Avant toute décision, il est recommandé d’estimer le montant de votre future pension et vos besoins réels. Cette réflexion s’intègre souvent dans une démarche plus large pour préparer son départ dans de bonnes conditions.
Pas d’ISF pour le PERP
À l’époque où l’ISF s’appliquait, l’épargne placée sur un PERP bénéficiait d’un traitement favorable en phase de constitution. Aujourd’hui, l’ISF n’existe plus en tant que tel, ayant été remplacé par l’IFI, centré sur le patrimoine immobilier. En pratique, le PERP reste un produit d’épargne financière et ne relève donc pas de l’IFI au titre des sommes investies sur le contrat.
Ce point peut constituer un avantage patrimonial complémentaire, même si l’intérêt principal du PERP demeure la préparation d’un revenu pour la retraite et, selon les cas, l’optimisation fiscale des versements réalisés pendant la vie active.
Des inconvénients pour le PERP ?
Bien évidemment, il y a certains inconvénients qui font que le plan épargne retraite populaire n’est pas parfait.
Dans un premier temps, il n’est pas possible d’en bénéficier librement avant l’âge de la retraite, comme nous l’avons dit. Mais ce n’est pas tout. En effet, une large part de l’épargne a vocation à être transformée en rente viagère, sauf exceptions prévues par les textes ou options particulières du contrat. Cela peut décevoir les épargnants qui préfèrent disposer d’un capital plus flexible.
Il faut aussi regarder de près les frais, le rendement du fonds en euros, les supports en unités de compte, ainsi que la fiscalité applicable à la sortie. Selon votre âge, votre niveau d’imposition et vos objectifs patrimoniaux, conserver un ancien PERP n’est pas toujours la meilleure option. Dans certains cas, un transfert vers un PER plus récent peut être envisagé, à condition d’en mesurer précisément les avantages et les limites.
PERP, rente et fiscalité : les points à vérifier
Avant de conserver ou d’utiliser votre PERP jusqu’à la retraite, prenez le temps d’examiner trois éléments : le mode de sortie, la fiscalité et les conditions en cas de décès. Une sortie en rente assure un revenu régulier, mais son montant dépend du capital accumulé, de votre âge et des tables de conversion appliquées. Si la rente est très faible, certaines sorties simplifiées peuvent parfois être prévues selon les contrats et la réglementation applicable.
La fiscalité mérite aussi une attention particulière. Les versements ont pu ouvrir droit à déduction, mais la sortie est ensuite imposée selon sa forme, en capital ou en rente. Enfin, en cas de décès avant la retraite, les modalités de transmission dépendent des clauses prévues au contrat. Ces vérifications sont essentielles pour éviter les mauvaises surprises et comparer sereinement le PERP avec d’autres solutions d’épargne retraite.

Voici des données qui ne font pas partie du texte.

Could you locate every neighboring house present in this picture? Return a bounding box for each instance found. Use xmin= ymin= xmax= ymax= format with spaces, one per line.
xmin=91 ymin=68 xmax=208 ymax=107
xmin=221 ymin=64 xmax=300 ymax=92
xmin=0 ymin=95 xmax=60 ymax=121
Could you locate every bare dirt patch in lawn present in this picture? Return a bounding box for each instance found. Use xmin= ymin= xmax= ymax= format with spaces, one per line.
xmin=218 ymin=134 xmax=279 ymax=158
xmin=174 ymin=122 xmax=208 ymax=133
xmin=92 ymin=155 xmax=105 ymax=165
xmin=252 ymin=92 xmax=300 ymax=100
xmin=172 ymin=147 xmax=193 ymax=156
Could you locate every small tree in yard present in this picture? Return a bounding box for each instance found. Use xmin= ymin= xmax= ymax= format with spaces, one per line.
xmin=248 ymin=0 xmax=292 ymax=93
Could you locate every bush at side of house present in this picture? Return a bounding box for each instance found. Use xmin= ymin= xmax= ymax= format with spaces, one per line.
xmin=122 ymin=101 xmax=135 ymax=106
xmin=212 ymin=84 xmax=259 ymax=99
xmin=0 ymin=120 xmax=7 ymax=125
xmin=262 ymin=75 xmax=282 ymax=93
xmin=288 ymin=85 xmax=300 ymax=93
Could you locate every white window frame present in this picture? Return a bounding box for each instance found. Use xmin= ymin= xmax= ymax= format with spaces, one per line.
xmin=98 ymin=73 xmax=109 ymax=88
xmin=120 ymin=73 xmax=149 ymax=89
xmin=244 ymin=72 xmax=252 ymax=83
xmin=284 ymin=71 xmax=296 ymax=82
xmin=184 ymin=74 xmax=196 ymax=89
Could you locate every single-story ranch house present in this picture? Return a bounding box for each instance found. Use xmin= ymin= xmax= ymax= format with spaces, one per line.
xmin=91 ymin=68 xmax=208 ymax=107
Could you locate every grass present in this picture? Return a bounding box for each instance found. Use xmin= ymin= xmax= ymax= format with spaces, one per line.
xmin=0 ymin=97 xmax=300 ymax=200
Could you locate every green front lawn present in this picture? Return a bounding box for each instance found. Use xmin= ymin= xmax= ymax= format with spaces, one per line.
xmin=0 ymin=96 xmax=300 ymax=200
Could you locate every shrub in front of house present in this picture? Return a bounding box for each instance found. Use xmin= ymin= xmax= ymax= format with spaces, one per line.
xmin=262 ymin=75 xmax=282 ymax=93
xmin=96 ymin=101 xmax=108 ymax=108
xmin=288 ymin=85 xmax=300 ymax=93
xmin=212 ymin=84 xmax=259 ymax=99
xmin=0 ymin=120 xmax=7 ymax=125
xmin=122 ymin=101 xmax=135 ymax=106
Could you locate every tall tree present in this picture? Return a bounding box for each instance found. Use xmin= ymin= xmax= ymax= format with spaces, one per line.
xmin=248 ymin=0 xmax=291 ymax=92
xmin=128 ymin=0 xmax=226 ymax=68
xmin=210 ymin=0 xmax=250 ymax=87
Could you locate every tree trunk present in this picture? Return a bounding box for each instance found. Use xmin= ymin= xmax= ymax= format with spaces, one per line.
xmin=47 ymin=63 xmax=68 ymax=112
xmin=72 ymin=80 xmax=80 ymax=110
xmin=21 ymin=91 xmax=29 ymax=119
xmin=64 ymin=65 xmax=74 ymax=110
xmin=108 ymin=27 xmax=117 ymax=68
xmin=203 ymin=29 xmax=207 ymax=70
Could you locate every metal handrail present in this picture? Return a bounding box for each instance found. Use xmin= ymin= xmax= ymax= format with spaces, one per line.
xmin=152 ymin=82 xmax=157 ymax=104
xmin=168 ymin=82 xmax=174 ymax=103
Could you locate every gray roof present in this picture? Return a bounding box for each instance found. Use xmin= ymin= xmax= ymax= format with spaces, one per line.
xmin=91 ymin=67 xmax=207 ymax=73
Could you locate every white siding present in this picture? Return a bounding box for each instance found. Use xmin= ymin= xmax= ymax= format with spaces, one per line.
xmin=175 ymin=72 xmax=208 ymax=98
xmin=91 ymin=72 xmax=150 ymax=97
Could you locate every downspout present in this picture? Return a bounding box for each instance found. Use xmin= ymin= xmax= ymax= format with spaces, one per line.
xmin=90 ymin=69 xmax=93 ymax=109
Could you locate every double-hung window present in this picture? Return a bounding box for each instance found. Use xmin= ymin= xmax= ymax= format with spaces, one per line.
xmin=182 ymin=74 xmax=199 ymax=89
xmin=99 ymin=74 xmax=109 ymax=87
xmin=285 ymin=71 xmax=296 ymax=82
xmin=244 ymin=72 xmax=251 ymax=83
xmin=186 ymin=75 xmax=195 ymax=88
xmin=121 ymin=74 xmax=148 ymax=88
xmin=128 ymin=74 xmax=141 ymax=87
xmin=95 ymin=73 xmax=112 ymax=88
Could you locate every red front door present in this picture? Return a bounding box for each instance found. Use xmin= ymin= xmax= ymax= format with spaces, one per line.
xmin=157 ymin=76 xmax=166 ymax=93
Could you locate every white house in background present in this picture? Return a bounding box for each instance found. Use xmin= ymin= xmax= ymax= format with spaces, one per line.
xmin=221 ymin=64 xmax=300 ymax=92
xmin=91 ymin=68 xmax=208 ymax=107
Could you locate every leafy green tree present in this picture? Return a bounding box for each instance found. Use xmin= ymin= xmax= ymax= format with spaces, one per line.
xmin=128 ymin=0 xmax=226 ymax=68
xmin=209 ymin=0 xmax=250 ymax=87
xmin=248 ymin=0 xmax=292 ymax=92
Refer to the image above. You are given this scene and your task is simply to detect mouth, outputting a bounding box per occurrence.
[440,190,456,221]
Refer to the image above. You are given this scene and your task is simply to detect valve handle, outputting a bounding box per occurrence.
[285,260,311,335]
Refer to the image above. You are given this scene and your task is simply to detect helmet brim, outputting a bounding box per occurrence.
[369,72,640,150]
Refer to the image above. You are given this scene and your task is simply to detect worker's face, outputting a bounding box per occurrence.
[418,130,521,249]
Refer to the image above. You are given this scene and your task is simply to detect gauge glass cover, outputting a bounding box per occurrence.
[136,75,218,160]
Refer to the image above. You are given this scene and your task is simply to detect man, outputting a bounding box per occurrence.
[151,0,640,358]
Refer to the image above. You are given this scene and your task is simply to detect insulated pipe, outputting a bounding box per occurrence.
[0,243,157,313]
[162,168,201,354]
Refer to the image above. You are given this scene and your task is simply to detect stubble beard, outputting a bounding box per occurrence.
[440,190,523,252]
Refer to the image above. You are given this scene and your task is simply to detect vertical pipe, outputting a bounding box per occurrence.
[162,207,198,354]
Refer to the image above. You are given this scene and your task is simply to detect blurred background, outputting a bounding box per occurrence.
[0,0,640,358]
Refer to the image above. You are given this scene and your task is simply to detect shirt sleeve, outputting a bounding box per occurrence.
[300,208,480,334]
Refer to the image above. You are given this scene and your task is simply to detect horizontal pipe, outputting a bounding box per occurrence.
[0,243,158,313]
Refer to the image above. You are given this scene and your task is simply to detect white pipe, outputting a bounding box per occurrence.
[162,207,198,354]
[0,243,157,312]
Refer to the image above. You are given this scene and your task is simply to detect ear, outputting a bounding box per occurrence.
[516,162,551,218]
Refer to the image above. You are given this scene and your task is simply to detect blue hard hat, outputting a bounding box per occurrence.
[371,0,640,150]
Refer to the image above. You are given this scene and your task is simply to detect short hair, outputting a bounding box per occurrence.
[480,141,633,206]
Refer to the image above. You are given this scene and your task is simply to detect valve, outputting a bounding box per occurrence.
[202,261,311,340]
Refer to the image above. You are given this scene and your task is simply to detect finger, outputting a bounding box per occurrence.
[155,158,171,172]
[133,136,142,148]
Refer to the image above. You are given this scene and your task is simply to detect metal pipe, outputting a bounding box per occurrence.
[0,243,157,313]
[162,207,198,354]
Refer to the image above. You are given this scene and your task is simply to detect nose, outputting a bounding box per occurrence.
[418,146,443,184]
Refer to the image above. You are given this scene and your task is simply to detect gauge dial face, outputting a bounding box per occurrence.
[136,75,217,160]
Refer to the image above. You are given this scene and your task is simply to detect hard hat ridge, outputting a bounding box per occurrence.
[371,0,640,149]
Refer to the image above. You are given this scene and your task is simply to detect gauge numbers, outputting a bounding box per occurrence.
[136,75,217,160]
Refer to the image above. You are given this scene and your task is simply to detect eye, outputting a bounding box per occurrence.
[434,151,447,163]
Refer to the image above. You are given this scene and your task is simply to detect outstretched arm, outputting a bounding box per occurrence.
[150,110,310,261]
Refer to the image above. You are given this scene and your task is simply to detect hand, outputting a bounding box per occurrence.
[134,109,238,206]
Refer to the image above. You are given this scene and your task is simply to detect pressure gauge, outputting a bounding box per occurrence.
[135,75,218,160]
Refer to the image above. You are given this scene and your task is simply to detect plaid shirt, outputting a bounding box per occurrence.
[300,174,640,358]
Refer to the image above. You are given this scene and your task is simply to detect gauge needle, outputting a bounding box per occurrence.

PERP : ce qu’il faut retenir
Le PERP reste un ancien produit d’épargne retraite utile pour se constituer un complément de revenus sur le long terme, surtout si vous l’avez ouvert depuis plusieurs années. Son principal atout réside dans sa logique de préparation de la retraite et dans le cadre fiscal dont il a pu faire bénéficier certains épargnants. En revanche, son manque de souplesse, la place importante de la rente viagère et les règles de sortie imposent une analyse au cas par cas. Avant de prendre une décision, comparez votre contrat, vos besoins futurs et les autres solutions disponibles pour votre retraite.